I've of course been searching around reading up on this stuff, but I could really use some help from people with more experience. So lay it on me. Help me inspire confidence in Drupal (and Apache/Linux/etc.) with the bigwigs.
Comments
Drupal is scalable but I
Drupal is scalable but I think you need a company to manage it. I can recommend 2bits as a professional support.
Hi sam1am, have you
Hi sam1am,
have you contacted 2bits and Acquia already? Just recently I dealt with Acquia in preparation for some big client business (for which I'd always recommend an Acquia subscription) and they proved to be very supportive. I'm not sure if they have some of that "impressive looking graphs", but it only takes a quick look at the customers of businesses like 2bits, pingVision, Acquia, ... and you get a pretty good idea that anything is possible.
Try to get across, that while Drupa is for free, service is not and that frontrunners like the aforementioned take their share of responsibility by giving back to Drupal with patches, modules, sponsorship, money, .. to keep Drupal alive and kicking. This makes Drupal stronger than any commercial product that is backed up only by one business (the one that sells it).
If you can get that across you may be able to buy some time for another presentation / meeting in which you can present some more specific detail.
May the source be with you,
Alex
Happy to help
Sam, we do presentations to VP's and C level executives who are new to Drupal every day.

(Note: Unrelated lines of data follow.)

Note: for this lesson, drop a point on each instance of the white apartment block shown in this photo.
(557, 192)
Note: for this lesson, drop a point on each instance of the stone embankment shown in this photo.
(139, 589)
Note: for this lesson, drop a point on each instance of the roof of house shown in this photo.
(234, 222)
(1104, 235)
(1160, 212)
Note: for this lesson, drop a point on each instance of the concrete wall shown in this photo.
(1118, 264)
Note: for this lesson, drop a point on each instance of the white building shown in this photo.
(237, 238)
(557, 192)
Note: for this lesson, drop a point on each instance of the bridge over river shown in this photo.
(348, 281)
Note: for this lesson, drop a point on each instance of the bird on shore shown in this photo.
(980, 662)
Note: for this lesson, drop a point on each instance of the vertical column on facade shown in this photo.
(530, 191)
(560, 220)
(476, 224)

Happy to help.
Here are some organizations who are using Drupal today: http://acquia.blip.tv/#919200.
Here are some case studies: http://drupal.org/cases
Here is the Drupal infrastructure team presentation on how we got Drupal.org to scale: http://association.drupal.org/blog/kieran/Drupal-org-infrastructure-stat...
Cheers,
Kieran Lal
Drupal community adventure guide, Acquia Inc.

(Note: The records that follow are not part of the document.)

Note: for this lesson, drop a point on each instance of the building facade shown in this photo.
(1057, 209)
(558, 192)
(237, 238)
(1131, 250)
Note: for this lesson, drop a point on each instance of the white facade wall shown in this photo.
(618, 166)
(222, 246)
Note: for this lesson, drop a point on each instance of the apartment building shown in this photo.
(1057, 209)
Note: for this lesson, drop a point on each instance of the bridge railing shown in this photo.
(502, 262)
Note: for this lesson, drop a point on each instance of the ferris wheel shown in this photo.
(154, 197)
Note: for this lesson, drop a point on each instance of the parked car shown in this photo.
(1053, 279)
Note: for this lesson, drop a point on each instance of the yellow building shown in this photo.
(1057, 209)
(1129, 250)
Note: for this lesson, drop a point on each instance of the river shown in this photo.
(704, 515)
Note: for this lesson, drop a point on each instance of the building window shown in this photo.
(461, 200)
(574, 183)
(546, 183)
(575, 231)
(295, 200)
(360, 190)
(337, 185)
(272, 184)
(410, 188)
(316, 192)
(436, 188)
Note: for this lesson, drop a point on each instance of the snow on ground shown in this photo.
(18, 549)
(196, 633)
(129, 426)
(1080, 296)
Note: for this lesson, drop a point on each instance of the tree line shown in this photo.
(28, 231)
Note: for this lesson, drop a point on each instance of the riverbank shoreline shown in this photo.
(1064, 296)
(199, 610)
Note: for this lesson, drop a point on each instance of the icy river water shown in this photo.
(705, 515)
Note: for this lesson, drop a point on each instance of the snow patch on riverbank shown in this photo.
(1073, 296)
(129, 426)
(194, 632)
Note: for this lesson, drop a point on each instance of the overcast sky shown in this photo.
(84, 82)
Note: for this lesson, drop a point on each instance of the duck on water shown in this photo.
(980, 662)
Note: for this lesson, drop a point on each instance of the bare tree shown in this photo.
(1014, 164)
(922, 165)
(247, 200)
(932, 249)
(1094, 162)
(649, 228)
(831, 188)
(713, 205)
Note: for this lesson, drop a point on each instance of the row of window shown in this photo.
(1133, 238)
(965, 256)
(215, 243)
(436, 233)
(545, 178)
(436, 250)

Drupal events, Drupal.org redesign
Site Management System
Over at the company I work for, we are using Drupal as a base for our internal 'Site Management System' (MSMS) that will be used for deploying similar sites using a base build out along with a number of customized modules then adding in themes that cover both the base environment and customized 'site' theme and module needs.
Examples:
http://www.jacksonville.com
http://www.cjonline.com
Our environment currently consists of using Drupal 5 (we are in the process of going to Drupal 6 now) with Cisco Load-Balancers up front, a pair HP Servers with 8GB Ram running Squid/Squirm (i.e. caching images, static content), a RHEL 5.x 4-node HP Server environment utilizing 8GB Ram + Global File System (GFS) along with Apache 2.2, PHP 5.2.8, APC and Memcache PECL libraries, a Memcached 4-node cluster (based on the same architecture), the SMS/Drupal environment running several modules (i.e. Feedburner, Boost, Memcached API, Throttle) and a MySQL database server environment that is using tmpfs for alleviating disk I/O issues for temporary tables.
Our sites get 'Dugg' and 'Fark'd from time to time, but our environment never has a stroke and keeps on plugging along. The sites that are currently using our MSMS platform average from about 3,000 to 5,000 unauthenticated/unique users and 500 authenticated users every hour.
3,000 to 5,000
Can you translate this into page views for me?